Now let’s consider what happens if there is a light particle $i$ , what happens here depends on the size of $G$ relative to $c$ . If $\frac{G}{c}\approx 1$ , then what happens will be complicated. Some light will enter the cavity and some will be converted to $p$ , and the results will be messy. If $\frac{c}{G} \gg 1$ , then the nonlinear effects won’t really do much of anything and the light particle will just transfer. However, if $\frac{G}{c}\gg 1$ , then we can have a Zeno blockade. The amplitude will not be able to build up in $i$ so the light particle will have to remain outside the cavity in $f$ . This is exciting, because we can literally bounce one light particle off another. The behavior, both with and without a light particle already in the cavity (red), is shown below. The light particle that is potentially able to enter the cavity from a fiber ( $f$ or $s$ ) is shown in green, and the photon that can be created by the nonlinear interaction ( $p$ ) is shown in blue, with saturation indicating probability.
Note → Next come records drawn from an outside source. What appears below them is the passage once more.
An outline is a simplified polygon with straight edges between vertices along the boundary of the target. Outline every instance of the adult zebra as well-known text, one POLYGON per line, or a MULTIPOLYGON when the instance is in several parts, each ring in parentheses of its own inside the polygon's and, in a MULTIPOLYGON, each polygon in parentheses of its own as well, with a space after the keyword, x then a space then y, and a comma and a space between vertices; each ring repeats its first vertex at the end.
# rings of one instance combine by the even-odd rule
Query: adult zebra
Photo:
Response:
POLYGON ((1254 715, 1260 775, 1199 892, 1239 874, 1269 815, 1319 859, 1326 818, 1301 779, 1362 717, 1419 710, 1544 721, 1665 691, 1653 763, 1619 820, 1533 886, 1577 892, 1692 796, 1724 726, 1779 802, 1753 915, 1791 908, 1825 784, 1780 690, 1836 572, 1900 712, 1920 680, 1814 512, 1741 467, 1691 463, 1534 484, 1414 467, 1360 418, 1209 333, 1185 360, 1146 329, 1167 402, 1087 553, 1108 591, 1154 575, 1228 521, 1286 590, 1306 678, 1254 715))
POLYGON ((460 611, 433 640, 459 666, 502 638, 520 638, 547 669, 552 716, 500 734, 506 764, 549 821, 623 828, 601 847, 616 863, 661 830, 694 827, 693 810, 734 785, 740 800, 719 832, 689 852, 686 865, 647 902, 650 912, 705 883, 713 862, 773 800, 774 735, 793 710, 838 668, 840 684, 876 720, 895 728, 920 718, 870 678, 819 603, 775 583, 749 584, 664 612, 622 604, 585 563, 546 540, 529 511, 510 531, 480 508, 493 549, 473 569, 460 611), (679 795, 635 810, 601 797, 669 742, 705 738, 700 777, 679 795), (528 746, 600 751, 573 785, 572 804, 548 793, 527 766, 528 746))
Some more astute readers might notice a slight problem with this argument. Can you see what it is? Because quantum mechanics is unitary, there is also a term $G\hat{a}^\dagger_s\hat{a}^\dagger_i\hat{a}_p$ , so the light particle in $p$ will quickly split back into two in $s$ and $i$ , because $G$ is large. From this perspective, it looks like the amplitude will be there to build up after all. However, this misses a piece of the mathematics of quantum mechanics that we have not talked about yet. It turns out that because of the structure of the equations of quantum mechanics, every time a light particle is changed by the Hamiltonian, it gets multiplied by a factor of $\sqrt{-1}$ . Therefore when the light gets converted into $p$ and comes back, the amplitude has a factor of $-1$ . Recall that from our other material unlike classical probabilities which can only add, quantum amplitudes can add or subtract. This is exactly what happens here. The amplitudes coming directly from $f$ cancel with those coming back from $p$ , leaving the light outside of the cavity, and indeed causing the light particles to bounce off each other.
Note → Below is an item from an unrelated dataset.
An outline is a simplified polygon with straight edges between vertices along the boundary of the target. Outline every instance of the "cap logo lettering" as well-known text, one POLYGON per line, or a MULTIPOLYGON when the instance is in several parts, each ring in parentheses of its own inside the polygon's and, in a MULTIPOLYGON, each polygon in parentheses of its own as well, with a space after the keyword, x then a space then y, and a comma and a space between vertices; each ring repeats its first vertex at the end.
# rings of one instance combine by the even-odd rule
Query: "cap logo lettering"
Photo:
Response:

One might also notice that if there is no blockade, the light particle will re-enter $f$ . Thanks to the term $\hat{a}^\dagger_f\hat{a}_s$ , this might cause you to question what the blockade has accomplished. However, similar to creating a light particle $p$ , transferring into the cavity and back will lead to a factor of $-1$ , and this can be used to perform quantum logical operations, known as quantum gates.

In a more realistic case where $p$ can be lost, the mathematics are more complicated, but the basic behavior is the same.

Real Zeno Blockade

The description we have given here is highly simplified, intending to give a taste of the mathematics behind the effects. In reality, there are several complications. We won’t discuss all of them, but here are some experimental challenges in implementing a Zeno Blockade

Real light particles move: our simplified mathematical description hasn’t taken into account that light particle $f$ will actually be moving across a fiber and will not have constant amplitude as it passes by, and we have to get light particle $i$ into the cavity somehow. Issues related to these effects can be addressed by shaping the pulses of light.
It is hard to make $G$ large in practice since the nonlinear effects themselves are weak. The fields need to be made strong by confining them to small regions of space. Our team has made great progress though and has been able to demonstrate Zeno blockade at the single photon level.
- Alternatively, the nonlinear effects are stronger if more light particles are involved, but our vision is to compute with few photons, so this is not an option for us.
The cavities need to be very high quality so light particles aren’t lost. Our team has been able to make excellent cavities with lithium niobate.